A proposal to change how leases are accounted for on corporate balance sheets could have a widespread, detrimental impact on the U.S. economy, triggering a $10 billion reduction in gross domestic product and 60,000 fewer jobs by 2016, the Equipment Leasing and Finance Association announced, citing a new study.

Conducted by information and analysis provider IHS for the Equipment Leasing & Finance Foundation, “Economic Impacts of the Proposed Changes to Lease Accounting Standards” is the first independent study to substantiate how the complex proposal might affect an already fragile U.S. economy.

The new study finds that under the lease accounting proposals being considered by the IASB and FASB:

U.S. companies would add an estimated $2 trillion to their balance sheets–an 11% increase in total debt. Higher debt-to-equity ratios can increase volatility in corporate earnings and companies’ ability to secure financing, among other consequences.

  • U.S. companies could experience a 2.4% reduction in pre-tax net income in the first year of the new accounting rule.

  • The cost of debt could rise through higher interest rates–every 50 basis point increase would trigger a $10 billion reduction in GDP and 60,000 fewer jobs by 2016.

  • The proposal would cause a permanent reduction of $96 billion in the equity–net worth–of U.S. companies, a sizable erosion of shareholder ownership value.

    ELFA, in advocating to protect economic and financial interests of U.S. businesses, proposes that FASB and IASB include four key considerations in their revised lease accounting rules.

    1. Recognize that there are at least two types of leases. Retain the time tested distinction between capital leases and operating leases and retain straight-line expense recognition for the leases that are now considered operating leases.

    2. Offer relief from the complexity and compliance burden of the proposal in areas such as transition, adjustment of estimates in the lease term, accounting for variable rents and disclosures.

    3. Preserve the netting in leveraged lease accounting that allows lease providers to reduce the cost to lease users by hundreds of basis points.

    4. Preserve sales-type lease gross profit recognition that allows captive companies to charge lower rates (as much as 100 basis points).

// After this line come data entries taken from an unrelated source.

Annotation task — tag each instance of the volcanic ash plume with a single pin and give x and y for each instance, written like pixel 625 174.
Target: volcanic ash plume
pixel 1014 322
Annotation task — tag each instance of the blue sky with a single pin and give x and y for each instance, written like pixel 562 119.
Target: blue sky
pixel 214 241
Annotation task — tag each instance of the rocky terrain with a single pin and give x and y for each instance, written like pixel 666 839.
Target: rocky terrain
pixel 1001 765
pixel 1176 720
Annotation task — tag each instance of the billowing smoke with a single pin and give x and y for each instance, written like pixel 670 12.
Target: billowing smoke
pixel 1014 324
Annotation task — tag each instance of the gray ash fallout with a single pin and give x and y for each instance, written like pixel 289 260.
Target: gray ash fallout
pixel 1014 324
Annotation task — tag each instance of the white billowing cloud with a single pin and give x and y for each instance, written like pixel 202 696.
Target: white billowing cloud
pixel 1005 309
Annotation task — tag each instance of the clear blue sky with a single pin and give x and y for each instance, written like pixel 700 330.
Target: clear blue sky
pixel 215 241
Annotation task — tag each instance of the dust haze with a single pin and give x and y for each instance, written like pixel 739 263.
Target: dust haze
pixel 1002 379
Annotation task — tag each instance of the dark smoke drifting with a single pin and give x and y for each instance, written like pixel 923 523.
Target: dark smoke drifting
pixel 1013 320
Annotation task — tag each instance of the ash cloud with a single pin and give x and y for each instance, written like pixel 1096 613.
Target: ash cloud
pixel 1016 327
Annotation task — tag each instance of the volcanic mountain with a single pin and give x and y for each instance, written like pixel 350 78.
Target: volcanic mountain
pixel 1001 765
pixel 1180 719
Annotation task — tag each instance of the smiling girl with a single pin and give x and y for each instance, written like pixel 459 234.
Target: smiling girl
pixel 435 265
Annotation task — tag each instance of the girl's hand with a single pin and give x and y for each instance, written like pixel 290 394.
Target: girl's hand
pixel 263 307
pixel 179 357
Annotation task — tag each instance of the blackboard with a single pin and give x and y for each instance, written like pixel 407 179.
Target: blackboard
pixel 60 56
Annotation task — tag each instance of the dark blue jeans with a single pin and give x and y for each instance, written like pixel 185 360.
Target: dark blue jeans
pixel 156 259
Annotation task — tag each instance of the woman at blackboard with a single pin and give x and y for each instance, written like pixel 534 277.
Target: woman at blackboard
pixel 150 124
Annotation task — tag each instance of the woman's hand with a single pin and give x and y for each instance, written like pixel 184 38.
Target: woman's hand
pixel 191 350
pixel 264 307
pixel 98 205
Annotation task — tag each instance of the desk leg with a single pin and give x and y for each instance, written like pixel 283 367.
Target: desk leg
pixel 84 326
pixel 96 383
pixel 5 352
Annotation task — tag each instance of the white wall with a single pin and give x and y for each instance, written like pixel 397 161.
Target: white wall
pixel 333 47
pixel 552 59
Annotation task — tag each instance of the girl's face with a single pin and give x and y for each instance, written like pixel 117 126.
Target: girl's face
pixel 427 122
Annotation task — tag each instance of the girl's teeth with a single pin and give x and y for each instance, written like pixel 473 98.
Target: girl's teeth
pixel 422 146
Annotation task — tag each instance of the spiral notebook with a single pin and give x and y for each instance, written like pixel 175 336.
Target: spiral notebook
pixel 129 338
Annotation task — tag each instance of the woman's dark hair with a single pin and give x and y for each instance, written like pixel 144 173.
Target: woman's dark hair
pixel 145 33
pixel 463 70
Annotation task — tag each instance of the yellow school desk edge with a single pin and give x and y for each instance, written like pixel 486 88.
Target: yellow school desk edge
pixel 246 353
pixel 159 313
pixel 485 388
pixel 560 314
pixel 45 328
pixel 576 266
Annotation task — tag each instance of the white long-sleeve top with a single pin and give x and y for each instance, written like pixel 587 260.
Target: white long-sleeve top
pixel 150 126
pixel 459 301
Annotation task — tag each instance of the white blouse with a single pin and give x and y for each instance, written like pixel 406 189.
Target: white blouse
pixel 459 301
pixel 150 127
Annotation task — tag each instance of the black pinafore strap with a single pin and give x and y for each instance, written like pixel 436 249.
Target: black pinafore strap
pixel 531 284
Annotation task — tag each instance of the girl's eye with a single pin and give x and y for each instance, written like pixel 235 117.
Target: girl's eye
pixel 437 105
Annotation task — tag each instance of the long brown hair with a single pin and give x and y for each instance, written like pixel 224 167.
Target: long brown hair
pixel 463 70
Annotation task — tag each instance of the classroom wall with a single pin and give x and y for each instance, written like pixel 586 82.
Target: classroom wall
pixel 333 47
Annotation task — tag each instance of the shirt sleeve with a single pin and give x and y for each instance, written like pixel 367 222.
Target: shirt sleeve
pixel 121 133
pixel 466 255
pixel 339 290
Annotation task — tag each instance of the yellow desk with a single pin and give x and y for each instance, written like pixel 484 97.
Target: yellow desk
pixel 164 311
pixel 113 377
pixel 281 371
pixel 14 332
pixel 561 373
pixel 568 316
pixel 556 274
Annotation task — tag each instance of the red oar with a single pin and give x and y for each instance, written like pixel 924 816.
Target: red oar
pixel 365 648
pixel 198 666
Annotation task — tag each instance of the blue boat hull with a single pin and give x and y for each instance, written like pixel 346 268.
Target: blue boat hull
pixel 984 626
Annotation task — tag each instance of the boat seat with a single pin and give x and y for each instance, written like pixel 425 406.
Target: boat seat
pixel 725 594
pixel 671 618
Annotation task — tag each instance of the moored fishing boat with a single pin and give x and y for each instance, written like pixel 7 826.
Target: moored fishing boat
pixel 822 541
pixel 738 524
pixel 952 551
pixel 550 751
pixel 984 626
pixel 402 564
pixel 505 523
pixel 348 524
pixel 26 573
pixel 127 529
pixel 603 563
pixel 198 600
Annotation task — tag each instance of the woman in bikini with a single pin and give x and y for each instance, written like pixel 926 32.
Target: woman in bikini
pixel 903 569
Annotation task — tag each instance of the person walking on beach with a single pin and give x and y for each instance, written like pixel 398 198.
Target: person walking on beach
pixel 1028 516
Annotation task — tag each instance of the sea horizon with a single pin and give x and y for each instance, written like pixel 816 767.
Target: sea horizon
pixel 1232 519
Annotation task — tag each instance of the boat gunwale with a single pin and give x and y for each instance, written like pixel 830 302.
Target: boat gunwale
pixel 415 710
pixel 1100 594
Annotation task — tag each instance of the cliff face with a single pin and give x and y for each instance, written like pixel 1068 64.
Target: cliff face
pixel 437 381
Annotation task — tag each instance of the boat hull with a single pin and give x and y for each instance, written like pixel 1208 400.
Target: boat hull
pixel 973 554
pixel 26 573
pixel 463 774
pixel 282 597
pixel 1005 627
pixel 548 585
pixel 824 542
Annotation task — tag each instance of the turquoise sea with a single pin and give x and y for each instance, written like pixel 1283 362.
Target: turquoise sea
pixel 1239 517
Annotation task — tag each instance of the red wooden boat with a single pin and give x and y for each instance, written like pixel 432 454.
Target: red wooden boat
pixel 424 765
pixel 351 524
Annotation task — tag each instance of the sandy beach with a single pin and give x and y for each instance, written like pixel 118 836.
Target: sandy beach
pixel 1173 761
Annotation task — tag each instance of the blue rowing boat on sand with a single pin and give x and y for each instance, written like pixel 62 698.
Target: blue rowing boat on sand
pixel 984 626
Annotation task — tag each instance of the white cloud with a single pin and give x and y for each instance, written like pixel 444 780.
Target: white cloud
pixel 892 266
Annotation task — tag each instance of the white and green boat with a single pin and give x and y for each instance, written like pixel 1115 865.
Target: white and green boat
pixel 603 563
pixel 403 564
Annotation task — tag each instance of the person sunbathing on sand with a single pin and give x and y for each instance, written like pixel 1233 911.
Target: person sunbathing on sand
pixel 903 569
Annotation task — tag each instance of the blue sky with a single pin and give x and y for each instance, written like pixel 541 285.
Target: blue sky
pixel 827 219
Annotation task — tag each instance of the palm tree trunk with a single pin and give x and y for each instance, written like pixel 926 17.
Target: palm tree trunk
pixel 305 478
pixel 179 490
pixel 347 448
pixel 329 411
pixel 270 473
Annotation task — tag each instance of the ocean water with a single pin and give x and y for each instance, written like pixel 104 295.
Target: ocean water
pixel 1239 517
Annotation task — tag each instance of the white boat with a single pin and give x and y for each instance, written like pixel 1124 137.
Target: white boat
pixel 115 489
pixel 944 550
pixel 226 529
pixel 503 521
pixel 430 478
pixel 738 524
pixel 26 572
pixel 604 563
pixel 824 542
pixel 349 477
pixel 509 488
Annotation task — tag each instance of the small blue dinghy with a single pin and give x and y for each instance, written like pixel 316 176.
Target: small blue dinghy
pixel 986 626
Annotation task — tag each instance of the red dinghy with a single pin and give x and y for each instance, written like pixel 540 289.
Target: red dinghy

    “There are many benefits to leasing, and the primary reasons to lease equipment will remain intact under the lease accounting proposals, from maintaining cash flow, to preserving capital, to obtaining flexible financial solutions, to avoiding obsolescence,” said ELFA Chairman Crit DeMent, chairman and CEO of LEAF Commercial Capital. “However, the financial burdens imposed by the standards under consideration are the last thing American businesses already struggling to regain their footing in a challenging economic landscape need. We urge the Boards to reconsider some of the more onerous and burdensome proposals under consideration to minimize the negative financial impact on businesses.”